YER: Malatya Belediyesi Fırat Toplantı Salonu
TARİH: 04 Haziran 2016
KATILIMCILAR
DERNEK, VAKIF VE GİRİŞİMLER
1 / Sakatlar Derneği (Ali Haydar Koyun)
2 / Uluslararası Af Örgütü (Ferman Salmış)
3 / İmam Hatipliler Derneği (Mustafa Baştürk)
KANAAT ÖNDERİ VE BİREYLER
1 / Asım Demirkök (Gazeteci)
2 / Hamza Doğuç (Emekli Eğitimci)
3 / Yasemin Özbey (Eğitimci)
KATILAN MİLLETVEKİLLERİ
Katılan Olmadı.
MESAJ YOLLAYANLAR
Yok.
MODERATÖR
Semine Dengeşik
KONULAR
GENEL KONU:Neden Başkanlık,Nasıl Bir Başkanlık?
KONUŞULANLAR
1 / Ferman Salmış Siyasetin konuyu tartışması biraz sorunlu;muhalefet, olmazsa olmazımız parlamenter sistemdir, buna dokunduğunuzda herşeyi yıkarsınız, yerle bir edersiniz. Onlara göre başkanlık sistemi diktatörlüktür, başka tanım içine koymuyorlar böyle bir bakış açısı yönlendirici bir bakış açısıdır. Dolayısıyla baştan kapıyı kapatan, toplumun bunu gerilim üzerinden tartışmasına neden olan bir zemin sunuyor. Aynı şekilde hükümetin de benzer bir tavır sergilemesi, parlamenter sistemi tamamen devre dışı bırakıp sadece başkanlık sistemine vurgu yapması ve çözümün burda olduğunu söylemesi bir yönlendirmedir. Ama onlar parlamenter sisteme diğerlerinin başkanlık sistemine yaptığı olumsuz vurguyu yapmıyorlar, sadece Türkiye için toparlayıcı olamayacağını Türkiye’nin deneyiminden bunun anlaşıldığını söylüyorlar. Kaldı ki başkanlık sistemini isteyen hükümetin Mustafa Kemal Atatürk, İnönü dönemlerine yaptıkları bir vurgu var. Bizde parlamenter sistem 1960’da biraz zemin buldu ve gelişti, onun öncesinde kırk yıllık deneyim var; aslında bu otoriter sistem. Hafıza yenilendiği ölçüde bizim için demokratik olan, bizi daha iyi bir yerlere götüren sistem hangisiyse bunu oturup tartışmamız gerekiyor. Parlamenter sistemde birçok eksikliler listesi ortaya çıkarabiliriz;başta darbeler olmak üzere. Mesela parlamenter sistemi savunanlar şunu söylemiyorlar, nasıl bir parlamenter sistem? Hangi eksiklikler giderilsin? Sadece yüzde on barajı mı, siyasi partiler yasası mı? genel başkanlar tek belirleyici kişiler bunun dışında demokratik bir yapılanmayla yapılandırılmıyor. Aynı şekilde hükümetin de en temel açığı nasıl bir başkanlık sistemi istediğini topluma deklere etmiş değil. Temel sorun şu; iki tarafta da açıklanmamış, detaylandırılmamış bir yaklaşım var ama sanki bize bunlar anlatılmış gibi bir hava veriyorlar. O nedenle bunu üstten alta doğru tartışmayı çok doğru bulmuyorum. Demokratik olan alttan üste doğru tartışılmasıdır.

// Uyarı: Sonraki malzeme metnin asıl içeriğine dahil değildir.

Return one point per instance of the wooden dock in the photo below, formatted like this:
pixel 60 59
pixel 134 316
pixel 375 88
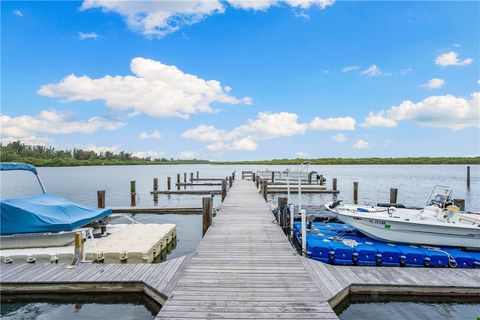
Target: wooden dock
pixel 244 268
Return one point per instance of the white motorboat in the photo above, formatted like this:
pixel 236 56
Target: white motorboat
pixel 439 223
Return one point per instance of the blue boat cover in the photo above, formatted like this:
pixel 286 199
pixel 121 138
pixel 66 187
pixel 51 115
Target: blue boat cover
pixel 9 166
pixel 45 213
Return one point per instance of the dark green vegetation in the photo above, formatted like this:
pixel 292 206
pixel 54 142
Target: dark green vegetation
pixel 42 156
pixel 334 161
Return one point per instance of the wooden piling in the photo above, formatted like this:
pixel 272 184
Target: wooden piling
pixel 282 205
pixel 133 194
pixel 224 189
pixel 355 192
pixel 78 251
pixel 207 208
pixel 265 188
pixel 468 176
pixel 101 198
pixel 393 195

2 / Mustafa Baştürk Türkiye’nin demokrasi ve insan haklarına ihtiyacı var. Siyasiler işlerine geldiği gibi demokrasiyi yorumluyorlar. Yürürlükte olan bir darbe anayasası var kısmen değişse de tabi. Demokratik ve sivil bir anayasaya ihtiyacımız var. Ama bu parlamenter sistem nezdinde mi tartışılır, başkanlık sistemi nezdinde mi tartışılır göreceğiz. Başkanlık sistemi söz konusu olduğunda özellikle muhalefet partileri direk Tayyip Erdoğan’ı görüyorlar, bu çok büyük bir yanlış. Tartışılması gereken bir şey varsa iktidar partisi de bunu yani nasıl bir başkanlık sistemi istiyorsa detaylarıyla önümüze koyması lazım. Türkiye için daha uygunsa başkanlık sistemine gidelebilinir ama parlamenter sistemde devam edeceksek de öncelikle yeni bir anayasaya ihtiyacımız var. Var olan sıkıntılarımızı aşmamız için sivil toplum örgütlerinin aşağıdan yukarıya doğru tartışması nihayetinde sağlıklı bir sonuç almasında yarar var. Yoksa konuyu sadece siyasiler nezdinde tartıştığımızda sonuca ulaşmamız mümkün değil. Parlamenter sistemi değiştireceksek de insanların daha iyi yaşayabileceği, haklarını özgürce kullanabileceği, düşüncesini ifade edebileceği ve tarafsız bir hukuk sisteminin olduğu ortamın sağlanması lazım. Ama bu parlamenter sistem bizi götürmüyor, tıkanıp duruyor. Sivil toplumun konuyu tartışarak siyasi partilere baskı kurması gerekiyor. Muhalefet ortaya bir şey koyamadan direk karşı çıkıyor ve Erdoğan’ı merkeze koyuyor. Türkiye’yi kimin yönetceği önemli değil, ideolojik kaygılarımızın ber taraf olduğu, herkesin kendini özgür hissetiği ve güven içinde yaşayabileceği bir ortamın oluşturulması lazım.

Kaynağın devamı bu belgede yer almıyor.